A feira que nunca acaba

A feira que nunca acaba

O nosso modelo de desenvolvimento receberá, em um ou dois dias, mais um evento de grande porte no qual grande parte dos comerciantes – grandes, pequenos – dará descontos em seus produtos para consumidores sedentos por novidades antigas. É a sexta-feira de ofertas.

As grandes cidades, onde nasceu a resistência contra o absolutismo, viram seu poder crescer de tal modo que, atualmente, não conseguimos nos diferenciar dos absolutos poderes da Idade Média.

Longe de uma nostalgia anacrônica, podemos antever no que dará o antropoceno: a nossa própria destruição.

Antes, no entanto, da destruição física, vem a moral – todos os regimes assim caíram. Embebidos de um consumismo frenético que não conhece barreiras, somos como um rio vazio que espera a vida, mas sabe nada poder sem a água e a floresta.

Sabemos o quão desastroso é o modelo destrutivo do consumo, mas parecemos estar paralisados pela frenesi capitalista, em busca de um novo Carnaval no velho modelo explorador e exclusivista.

A volta à ‘normalidade’ – se é que há uma – é a volta ao ato inconsequente de por em marcha nossas velhas ideias moribundas: o crescimento infinito que acaba com os recursos naturais finitos e adoece o planeta (incluindo nós mesmos, pobres seres humanos).

E pior: um modelo ainda mais concentrador e violento, que mesmo com uma ‘pausa’ viu a renda ser direcionada para o topo cada vez mais. A viagem espacial privada é uma realidade num planeta no qual mais de um quinto das crianças em todo o mundo está desnutrido. É vergonhoso e, ainda assim, aceitável em nome do mesmo ‘desenvolvimento’.

A solução é mais do que simples: temos que tornar o planeta verde e azul novamente, aprendendo a dividir o espaço com a natureza. Em outras palavras: agir contra a nossa natureza destrutiva e egoica. A solução é tão simples quanto distante, e a recente conferência da ONU sobre o clima é mais uma prova concreta dessa tragédia.

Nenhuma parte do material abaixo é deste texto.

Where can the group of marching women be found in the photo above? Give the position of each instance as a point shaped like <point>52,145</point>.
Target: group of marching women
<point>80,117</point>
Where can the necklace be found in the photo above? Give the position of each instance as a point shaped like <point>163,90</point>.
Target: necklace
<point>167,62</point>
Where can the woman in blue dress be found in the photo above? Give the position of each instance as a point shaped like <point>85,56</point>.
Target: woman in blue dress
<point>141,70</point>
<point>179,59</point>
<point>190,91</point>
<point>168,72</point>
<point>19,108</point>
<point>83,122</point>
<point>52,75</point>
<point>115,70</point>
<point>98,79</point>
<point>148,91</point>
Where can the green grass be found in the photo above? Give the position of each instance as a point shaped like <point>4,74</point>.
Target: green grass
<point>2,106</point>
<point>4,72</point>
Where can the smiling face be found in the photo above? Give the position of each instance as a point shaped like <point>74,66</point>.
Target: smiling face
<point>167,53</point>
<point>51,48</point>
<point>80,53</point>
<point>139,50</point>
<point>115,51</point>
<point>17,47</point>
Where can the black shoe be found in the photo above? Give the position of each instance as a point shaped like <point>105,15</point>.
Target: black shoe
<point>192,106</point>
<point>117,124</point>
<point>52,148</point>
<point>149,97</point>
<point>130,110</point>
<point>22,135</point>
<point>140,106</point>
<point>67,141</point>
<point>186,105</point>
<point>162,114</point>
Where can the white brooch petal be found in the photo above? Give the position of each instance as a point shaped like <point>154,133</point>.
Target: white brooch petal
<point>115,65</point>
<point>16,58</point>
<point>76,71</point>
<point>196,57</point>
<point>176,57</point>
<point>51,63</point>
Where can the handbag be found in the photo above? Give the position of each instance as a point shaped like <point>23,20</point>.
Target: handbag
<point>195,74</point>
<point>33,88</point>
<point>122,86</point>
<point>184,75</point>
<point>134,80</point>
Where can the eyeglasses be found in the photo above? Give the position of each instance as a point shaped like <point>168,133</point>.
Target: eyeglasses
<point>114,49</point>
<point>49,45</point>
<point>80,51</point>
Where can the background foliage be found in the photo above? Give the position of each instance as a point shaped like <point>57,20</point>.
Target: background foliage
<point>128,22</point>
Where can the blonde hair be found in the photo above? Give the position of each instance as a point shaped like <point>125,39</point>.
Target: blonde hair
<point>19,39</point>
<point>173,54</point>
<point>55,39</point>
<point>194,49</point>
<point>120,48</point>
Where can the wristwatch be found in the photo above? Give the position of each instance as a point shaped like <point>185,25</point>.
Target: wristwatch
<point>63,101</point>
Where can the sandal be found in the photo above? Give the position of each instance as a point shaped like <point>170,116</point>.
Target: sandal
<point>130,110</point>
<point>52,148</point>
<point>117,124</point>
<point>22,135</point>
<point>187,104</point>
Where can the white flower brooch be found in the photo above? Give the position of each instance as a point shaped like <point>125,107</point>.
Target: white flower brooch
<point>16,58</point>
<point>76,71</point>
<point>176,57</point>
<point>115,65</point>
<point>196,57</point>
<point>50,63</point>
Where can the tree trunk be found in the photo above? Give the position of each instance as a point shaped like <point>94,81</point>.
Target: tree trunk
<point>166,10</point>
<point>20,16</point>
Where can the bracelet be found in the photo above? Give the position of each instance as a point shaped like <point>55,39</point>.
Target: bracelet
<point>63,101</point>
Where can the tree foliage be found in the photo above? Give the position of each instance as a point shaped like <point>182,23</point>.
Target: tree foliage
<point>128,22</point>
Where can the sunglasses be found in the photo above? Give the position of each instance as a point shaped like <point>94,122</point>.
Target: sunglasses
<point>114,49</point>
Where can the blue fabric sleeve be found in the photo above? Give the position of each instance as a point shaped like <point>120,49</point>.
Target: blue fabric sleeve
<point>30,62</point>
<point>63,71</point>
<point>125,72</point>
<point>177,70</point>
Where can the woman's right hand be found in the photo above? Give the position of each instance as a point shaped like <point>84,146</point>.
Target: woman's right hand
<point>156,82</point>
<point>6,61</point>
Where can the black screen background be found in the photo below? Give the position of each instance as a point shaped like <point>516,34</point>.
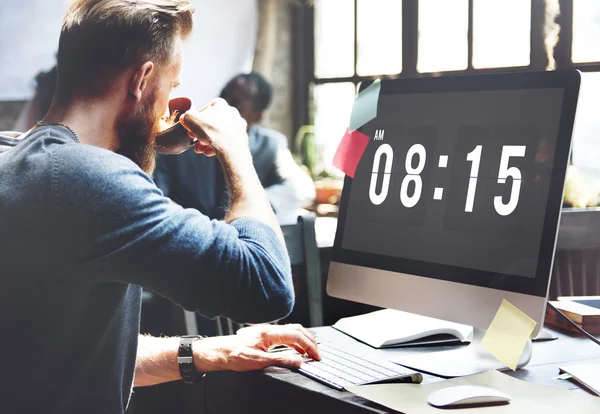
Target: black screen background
<point>451,124</point>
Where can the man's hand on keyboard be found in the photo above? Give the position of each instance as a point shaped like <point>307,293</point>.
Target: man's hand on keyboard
<point>249,349</point>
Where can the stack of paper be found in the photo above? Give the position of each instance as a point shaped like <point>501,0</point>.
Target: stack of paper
<point>388,327</point>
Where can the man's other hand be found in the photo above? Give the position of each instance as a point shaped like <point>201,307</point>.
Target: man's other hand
<point>249,349</point>
<point>219,128</point>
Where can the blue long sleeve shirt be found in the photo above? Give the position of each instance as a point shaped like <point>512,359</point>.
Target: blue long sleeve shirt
<point>82,230</point>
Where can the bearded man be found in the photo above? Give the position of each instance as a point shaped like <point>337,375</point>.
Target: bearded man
<point>83,227</point>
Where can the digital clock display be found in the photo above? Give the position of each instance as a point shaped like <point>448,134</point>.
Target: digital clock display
<point>457,178</point>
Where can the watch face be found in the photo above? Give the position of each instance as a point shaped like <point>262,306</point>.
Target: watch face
<point>185,359</point>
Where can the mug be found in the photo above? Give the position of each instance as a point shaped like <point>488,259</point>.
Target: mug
<point>175,139</point>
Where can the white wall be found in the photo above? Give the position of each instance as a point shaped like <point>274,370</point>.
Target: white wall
<point>221,46</point>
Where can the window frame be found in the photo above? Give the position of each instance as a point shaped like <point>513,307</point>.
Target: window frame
<point>304,47</point>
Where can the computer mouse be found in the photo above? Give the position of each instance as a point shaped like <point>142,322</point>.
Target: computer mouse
<point>466,395</point>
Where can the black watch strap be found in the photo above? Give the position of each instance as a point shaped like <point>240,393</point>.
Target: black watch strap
<point>185,359</point>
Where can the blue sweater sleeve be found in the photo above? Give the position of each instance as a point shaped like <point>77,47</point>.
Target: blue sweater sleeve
<point>119,227</point>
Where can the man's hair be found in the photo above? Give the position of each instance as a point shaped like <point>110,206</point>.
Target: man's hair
<point>101,38</point>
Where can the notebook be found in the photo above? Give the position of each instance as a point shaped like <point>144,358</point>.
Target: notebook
<point>391,328</point>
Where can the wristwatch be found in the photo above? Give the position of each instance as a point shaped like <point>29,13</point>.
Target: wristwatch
<point>185,359</point>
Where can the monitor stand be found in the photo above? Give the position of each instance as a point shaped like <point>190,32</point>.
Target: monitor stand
<point>458,362</point>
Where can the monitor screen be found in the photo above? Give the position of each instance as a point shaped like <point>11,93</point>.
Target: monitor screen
<point>461,184</point>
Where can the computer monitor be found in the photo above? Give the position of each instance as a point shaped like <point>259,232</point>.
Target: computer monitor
<point>456,201</point>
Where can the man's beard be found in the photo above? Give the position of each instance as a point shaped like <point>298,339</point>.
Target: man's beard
<point>137,134</point>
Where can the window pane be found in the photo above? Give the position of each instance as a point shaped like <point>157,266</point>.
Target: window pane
<point>586,135</point>
<point>443,28</point>
<point>586,31</point>
<point>501,33</point>
<point>332,105</point>
<point>334,38</point>
<point>379,37</point>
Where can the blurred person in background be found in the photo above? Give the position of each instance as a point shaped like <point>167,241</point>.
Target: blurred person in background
<point>288,187</point>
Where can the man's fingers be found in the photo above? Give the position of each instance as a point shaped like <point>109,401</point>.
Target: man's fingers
<point>300,342</point>
<point>307,332</point>
<point>281,359</point>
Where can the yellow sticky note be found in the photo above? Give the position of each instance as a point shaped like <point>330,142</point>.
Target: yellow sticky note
<point>508,333</point>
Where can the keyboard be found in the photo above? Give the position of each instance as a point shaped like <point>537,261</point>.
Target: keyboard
<point>340,368</point>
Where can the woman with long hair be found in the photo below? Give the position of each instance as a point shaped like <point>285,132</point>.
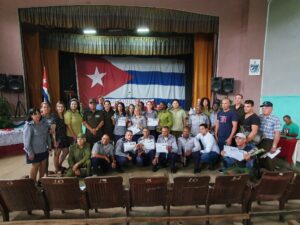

A ciência, que tem seus princípios sequestrados para justificar a visita privada ao espaço, de nada tem valido quando o tema é nosso futuro comum. A desigualdade gritante da vacinação global é, mais uma vez, prova inconteste.

A sexta-feira de ofertas é a feira na qual estamos presos – como numa caverna, sem conseguir enxergar a luz do sol ou da lua. A mercadoria somos nós mesmos, impedidos de nos perceber seres integrantes da natureza.

Analfabetos ambientais, poderíamos dizer – como humanos, não sabemos quem somos e nem onde estamos. Como que num barco desgovernado, prestes a afundar, continuamos a comprar, comprar, comprar.

Estamos à venda no mercado-mundo, como produtos descartáveis em uma feira que nunca acaba.

4 comentários sobre “A feira que nunca acaba”

  1. Me permito expressar a minha admiração –que não é de hoje– pelos seus escritos. A capacidade de dizer muito e sensibilizar, mobilizar, sacudir a inércia e o imobilismo. Sempre considerei que é um dever de quem percebe, quem vê e sente, alertar aos(às) seus contemporâneos/as. Você faz isto com competência e tranquilidade. Obrigado por voltar mais uma vez e sempre, a este espaço que é seu mais do que de ninguém.

  2. Há uma acidez necessária demais nesse texto de Gustavo Barreto. Ela nos faz compreender o significado real da encruzilhada em que o homem foi colocado pelo modelo de desenvolvimento que ele próprio criou.